I have commented on obfuscation and related approaches to hiding on the Internet. (See Finn Brunton and Helen Nissenbaum (2015) for a discussion of the various kinds of “concealment” one might seek .) And, of course, a big part of the point of Bitcoin and cryptocurrency is the pseudonomity (sp?) offered by the protocol (“it’s just like gold”).
Much of this work is theoretical and/or obscure, beyond the reach of normal people. And while the propaganda talks about brave whistleblowers, much of the software is clearly designed for black marketeering and other not-particularly-pro-social activities.

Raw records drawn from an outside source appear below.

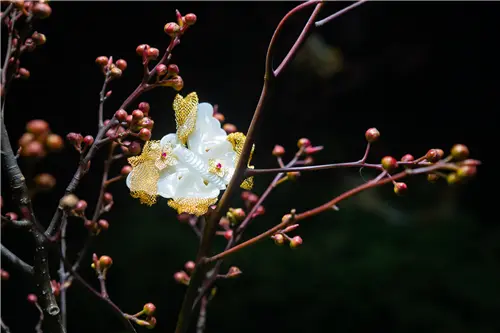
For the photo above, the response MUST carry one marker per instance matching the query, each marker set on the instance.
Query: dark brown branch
(211, 225)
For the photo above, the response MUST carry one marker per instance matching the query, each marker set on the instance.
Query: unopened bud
(459, 152)
(229, 128)
(152, 53)
(190, 19)
(295, 242)
(389, 163)
(400, 188)
(278, 151)
(121, 64)
(141, 48)
(45, 181)
(69, 201)
(149, 309)
(54, 142)
(304, 143)
(41, 10)
(372, 135)
(172, 29)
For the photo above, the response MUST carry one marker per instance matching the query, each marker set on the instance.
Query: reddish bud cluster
(38, 140)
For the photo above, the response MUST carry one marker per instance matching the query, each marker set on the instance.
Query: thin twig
(326, 20)
(16, 260)
(211, 225)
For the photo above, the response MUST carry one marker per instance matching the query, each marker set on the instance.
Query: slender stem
(102, 99)
(324, 21)
(302, 37)
(239, 232)
(211, 225)
(202, 318)
(62, 272)
(16, 260)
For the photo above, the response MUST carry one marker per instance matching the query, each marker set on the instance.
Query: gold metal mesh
(238, 141)
(145, 174)
(185, 115)
(195, 206)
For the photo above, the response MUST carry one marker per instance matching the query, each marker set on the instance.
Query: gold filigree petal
(185, 115)
(195, 206)
(144, 176)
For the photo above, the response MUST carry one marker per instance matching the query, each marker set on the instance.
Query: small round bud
(80, 207)
(389, 163)
(103, 224)
(149, 309)
(372, 135)
(303, 143)
(229, 128)
(151, 323)
(181, 277)
(54, 142)
(33, 149)
(219, 116)
(224, 222)
(105, 262)
(115, 73)
(24, 73)
(152, 53)
(107, 197)
(466, 171)
(452, 178)
(407, 158)
(295, 242)
(161, 70)
(137, 115)
(88, 140)
(278, 151)
(121, 115)
(144, 107)
(190, 19)
(432, 178)
(287, 218)
(228, 234)
(102, 61)
(173, 69)
(433, 155)
(41, 10)
(177, 83)
(279, 239)
(121, 64)
(459, 152)
(32, 298)
(126, 170)
(38, 127)
(189, 266)
(69, 201)
(145, 134)
(45, 181)
(172, 29)
(39, 38)
(400, 188)
(4, 274)
(141, 48)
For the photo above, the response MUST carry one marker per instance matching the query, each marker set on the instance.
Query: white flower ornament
(189, 167)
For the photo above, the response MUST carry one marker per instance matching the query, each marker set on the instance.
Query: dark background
(425, 74)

A notable exception would be the Guardian Project, seeking to provide software that “can be used around the world by any person looking to protect their communications and personal data from unjust intrusion, interception and monitoring.”

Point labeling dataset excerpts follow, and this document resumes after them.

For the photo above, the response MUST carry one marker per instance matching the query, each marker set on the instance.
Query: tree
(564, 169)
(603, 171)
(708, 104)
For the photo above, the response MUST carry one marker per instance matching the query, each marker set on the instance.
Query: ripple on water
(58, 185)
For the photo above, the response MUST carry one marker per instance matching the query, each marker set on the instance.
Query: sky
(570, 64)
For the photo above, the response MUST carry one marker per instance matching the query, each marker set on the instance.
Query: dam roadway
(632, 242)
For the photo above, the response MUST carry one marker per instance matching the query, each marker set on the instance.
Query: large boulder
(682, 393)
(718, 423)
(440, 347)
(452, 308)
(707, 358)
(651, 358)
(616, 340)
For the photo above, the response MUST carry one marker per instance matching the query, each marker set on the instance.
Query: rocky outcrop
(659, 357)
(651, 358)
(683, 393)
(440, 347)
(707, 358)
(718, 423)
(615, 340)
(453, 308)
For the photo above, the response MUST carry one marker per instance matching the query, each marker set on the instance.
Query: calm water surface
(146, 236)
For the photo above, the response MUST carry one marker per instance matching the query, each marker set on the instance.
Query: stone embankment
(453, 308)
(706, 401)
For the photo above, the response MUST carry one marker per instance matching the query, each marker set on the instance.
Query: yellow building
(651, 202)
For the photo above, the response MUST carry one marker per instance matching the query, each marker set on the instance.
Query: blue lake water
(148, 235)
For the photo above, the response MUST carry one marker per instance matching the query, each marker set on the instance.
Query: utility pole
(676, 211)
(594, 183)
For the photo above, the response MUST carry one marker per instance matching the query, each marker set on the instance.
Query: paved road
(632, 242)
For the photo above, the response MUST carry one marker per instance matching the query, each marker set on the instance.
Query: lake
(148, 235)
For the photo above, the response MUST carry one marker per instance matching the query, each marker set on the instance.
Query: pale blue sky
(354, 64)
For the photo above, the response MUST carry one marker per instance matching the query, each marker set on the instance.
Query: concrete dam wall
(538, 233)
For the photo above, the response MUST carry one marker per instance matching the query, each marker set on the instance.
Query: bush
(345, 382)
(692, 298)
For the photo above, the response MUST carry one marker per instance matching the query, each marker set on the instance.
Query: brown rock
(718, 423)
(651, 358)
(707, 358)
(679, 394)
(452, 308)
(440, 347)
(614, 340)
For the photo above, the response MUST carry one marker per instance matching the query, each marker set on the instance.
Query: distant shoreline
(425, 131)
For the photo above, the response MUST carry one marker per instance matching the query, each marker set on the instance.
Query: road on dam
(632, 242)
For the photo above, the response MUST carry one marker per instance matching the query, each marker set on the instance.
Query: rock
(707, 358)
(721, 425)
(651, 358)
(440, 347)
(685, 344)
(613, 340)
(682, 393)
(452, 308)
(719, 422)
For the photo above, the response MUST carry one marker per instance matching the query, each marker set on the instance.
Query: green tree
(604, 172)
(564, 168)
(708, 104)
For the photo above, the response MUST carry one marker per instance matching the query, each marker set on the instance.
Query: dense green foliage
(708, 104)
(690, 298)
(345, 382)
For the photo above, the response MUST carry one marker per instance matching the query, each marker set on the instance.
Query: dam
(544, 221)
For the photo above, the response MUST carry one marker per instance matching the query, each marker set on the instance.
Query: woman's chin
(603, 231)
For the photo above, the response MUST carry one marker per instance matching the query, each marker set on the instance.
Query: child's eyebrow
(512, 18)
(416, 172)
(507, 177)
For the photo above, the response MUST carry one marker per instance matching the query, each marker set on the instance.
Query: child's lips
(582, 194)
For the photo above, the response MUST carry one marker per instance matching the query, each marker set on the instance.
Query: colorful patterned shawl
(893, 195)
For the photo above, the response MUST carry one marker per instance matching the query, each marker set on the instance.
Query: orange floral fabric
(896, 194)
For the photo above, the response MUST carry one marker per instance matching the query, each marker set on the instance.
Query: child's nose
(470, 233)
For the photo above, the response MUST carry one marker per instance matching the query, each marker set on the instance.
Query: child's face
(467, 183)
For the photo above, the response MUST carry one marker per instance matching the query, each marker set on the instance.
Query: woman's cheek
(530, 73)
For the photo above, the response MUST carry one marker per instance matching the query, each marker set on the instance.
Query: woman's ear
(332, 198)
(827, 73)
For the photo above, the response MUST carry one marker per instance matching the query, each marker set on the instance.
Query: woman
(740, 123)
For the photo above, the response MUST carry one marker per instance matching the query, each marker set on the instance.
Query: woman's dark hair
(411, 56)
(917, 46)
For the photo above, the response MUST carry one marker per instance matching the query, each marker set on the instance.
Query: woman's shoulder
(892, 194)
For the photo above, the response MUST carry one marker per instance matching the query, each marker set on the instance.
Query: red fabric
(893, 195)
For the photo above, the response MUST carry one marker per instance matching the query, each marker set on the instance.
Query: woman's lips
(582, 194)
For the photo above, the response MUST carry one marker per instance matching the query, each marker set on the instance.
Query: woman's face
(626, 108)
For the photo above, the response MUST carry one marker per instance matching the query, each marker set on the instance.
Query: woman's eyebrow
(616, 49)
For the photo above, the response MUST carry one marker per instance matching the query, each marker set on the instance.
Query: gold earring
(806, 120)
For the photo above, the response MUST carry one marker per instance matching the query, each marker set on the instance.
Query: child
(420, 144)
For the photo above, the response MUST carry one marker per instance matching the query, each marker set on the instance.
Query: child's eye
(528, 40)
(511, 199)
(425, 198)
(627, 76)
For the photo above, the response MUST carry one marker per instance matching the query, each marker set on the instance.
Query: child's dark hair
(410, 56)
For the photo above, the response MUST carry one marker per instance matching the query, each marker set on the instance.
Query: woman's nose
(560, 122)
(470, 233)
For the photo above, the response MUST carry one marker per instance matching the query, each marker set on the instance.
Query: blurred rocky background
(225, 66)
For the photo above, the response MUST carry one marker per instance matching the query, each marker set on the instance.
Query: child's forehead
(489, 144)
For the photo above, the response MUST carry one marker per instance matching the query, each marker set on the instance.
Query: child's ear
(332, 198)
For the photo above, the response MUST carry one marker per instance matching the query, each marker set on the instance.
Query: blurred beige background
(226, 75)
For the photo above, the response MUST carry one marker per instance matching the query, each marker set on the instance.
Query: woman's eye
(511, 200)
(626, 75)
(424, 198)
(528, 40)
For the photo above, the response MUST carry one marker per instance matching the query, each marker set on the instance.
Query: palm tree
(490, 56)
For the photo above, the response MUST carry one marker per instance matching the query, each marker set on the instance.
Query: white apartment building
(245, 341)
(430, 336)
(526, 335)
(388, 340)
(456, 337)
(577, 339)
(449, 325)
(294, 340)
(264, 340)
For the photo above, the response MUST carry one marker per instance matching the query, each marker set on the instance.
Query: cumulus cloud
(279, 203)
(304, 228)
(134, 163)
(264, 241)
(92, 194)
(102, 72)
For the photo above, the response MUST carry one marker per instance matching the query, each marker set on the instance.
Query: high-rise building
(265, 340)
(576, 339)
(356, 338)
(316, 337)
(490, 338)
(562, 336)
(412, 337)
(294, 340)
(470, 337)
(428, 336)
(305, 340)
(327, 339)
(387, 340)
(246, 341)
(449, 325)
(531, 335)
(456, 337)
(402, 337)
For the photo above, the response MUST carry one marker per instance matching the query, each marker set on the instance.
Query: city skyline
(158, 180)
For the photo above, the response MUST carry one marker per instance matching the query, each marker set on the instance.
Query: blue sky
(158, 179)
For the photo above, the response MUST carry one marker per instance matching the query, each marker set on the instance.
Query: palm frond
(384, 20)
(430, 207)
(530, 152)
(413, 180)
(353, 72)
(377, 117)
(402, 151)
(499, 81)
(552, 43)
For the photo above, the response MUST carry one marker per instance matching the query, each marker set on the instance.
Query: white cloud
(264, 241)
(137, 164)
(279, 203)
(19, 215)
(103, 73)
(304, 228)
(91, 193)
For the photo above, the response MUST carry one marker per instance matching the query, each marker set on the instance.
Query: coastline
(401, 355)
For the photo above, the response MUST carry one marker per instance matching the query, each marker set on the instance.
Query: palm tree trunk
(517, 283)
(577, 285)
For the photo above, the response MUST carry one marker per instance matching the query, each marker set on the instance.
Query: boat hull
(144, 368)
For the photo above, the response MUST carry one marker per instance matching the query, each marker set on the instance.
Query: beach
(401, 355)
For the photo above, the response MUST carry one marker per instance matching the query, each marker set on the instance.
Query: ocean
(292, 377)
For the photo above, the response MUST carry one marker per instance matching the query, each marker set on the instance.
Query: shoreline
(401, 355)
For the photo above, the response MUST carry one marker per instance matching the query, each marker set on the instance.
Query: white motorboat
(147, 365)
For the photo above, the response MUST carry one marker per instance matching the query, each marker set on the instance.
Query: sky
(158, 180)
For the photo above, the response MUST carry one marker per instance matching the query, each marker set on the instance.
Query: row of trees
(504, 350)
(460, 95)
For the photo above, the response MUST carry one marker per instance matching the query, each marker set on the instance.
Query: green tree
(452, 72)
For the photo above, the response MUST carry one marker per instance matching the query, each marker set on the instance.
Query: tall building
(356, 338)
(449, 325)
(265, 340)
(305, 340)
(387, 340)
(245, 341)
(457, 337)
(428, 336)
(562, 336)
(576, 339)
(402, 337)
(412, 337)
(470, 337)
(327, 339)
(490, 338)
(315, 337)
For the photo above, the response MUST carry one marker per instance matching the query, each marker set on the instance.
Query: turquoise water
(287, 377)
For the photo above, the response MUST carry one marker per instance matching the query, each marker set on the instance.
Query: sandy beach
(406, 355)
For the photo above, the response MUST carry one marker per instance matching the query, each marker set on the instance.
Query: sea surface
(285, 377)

Coming from certified do-gooders (more or less), this suite is designed to actually be useful for whistle blowers equipped with mobile devices, who need to “upload” controversial imagery and reporting.

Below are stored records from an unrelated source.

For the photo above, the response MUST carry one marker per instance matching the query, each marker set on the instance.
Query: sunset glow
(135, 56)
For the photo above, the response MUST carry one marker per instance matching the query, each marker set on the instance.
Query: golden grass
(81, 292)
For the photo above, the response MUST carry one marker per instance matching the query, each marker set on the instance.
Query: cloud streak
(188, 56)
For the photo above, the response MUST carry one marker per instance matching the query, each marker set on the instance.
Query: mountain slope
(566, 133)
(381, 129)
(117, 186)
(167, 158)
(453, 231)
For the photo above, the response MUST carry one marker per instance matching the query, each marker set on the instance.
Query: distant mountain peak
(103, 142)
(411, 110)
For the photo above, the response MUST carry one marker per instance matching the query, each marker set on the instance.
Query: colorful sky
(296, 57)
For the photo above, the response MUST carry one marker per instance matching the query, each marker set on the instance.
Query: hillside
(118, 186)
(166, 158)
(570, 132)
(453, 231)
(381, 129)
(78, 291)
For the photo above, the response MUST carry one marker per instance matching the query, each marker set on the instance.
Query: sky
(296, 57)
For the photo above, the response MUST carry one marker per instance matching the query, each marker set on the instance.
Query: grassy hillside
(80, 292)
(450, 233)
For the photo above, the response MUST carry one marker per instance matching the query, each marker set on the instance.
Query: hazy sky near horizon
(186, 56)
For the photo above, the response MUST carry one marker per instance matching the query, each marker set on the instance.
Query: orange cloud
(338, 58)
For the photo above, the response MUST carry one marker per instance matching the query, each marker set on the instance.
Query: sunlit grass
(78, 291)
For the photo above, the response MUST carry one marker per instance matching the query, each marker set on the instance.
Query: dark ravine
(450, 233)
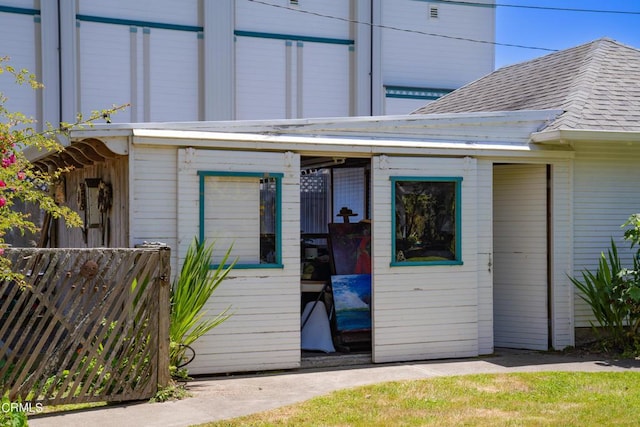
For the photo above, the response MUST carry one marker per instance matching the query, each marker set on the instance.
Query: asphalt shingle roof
(596, 84)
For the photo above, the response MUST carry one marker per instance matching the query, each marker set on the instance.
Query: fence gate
(88, 325)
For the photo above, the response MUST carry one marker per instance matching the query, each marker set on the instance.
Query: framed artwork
(350, 247)
(352, 301)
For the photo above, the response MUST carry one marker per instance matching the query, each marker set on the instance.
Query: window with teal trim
(426, 220)
(242, 210)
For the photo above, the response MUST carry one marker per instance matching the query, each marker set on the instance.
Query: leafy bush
(613, 293)
(190, 292)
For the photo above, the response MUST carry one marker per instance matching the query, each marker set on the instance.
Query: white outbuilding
(479, 208)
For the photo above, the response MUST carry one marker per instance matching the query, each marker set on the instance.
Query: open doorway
(335, 271)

I haven’t tried all this stuff (luckily, I have never felt the need for such heroic measures—knock on wood), but I like what I see.
I should caution readers that this software is scarcely bulletproof, and will not protect you from a really powerful adversary. (Again, I recommend B&N  for a discussion of goals, threats, and the “costs” of technical defenses. It’s complicated.)
But one of their apps is cool, regardless of whether you need or ever use the software for reporting: Obscuracam, “Secure Smart Cam”. Actually, it’s not particularly “secure”, but it does one really cool thing: “automatically detect faces that you can pixelate, redact (blackout) or protect with funny nose and glasses.” Alternately, it will obscure the background, to obscure the context of the video or image.
I love this feature! I installed Obscuracam just for the fun of putting Groucho Glasses on faces!
[get Obscuricam here]
Anyway, the GP is definitely worth exploring. But please be careful not to fool yourself into over estimating the effectiveness of this technology.
- Finn Brunton and Helen Nissenbaum, Obfuscation: A User’s Guide for Privacy and Protest, Cambridge, The MIT Press, 2015.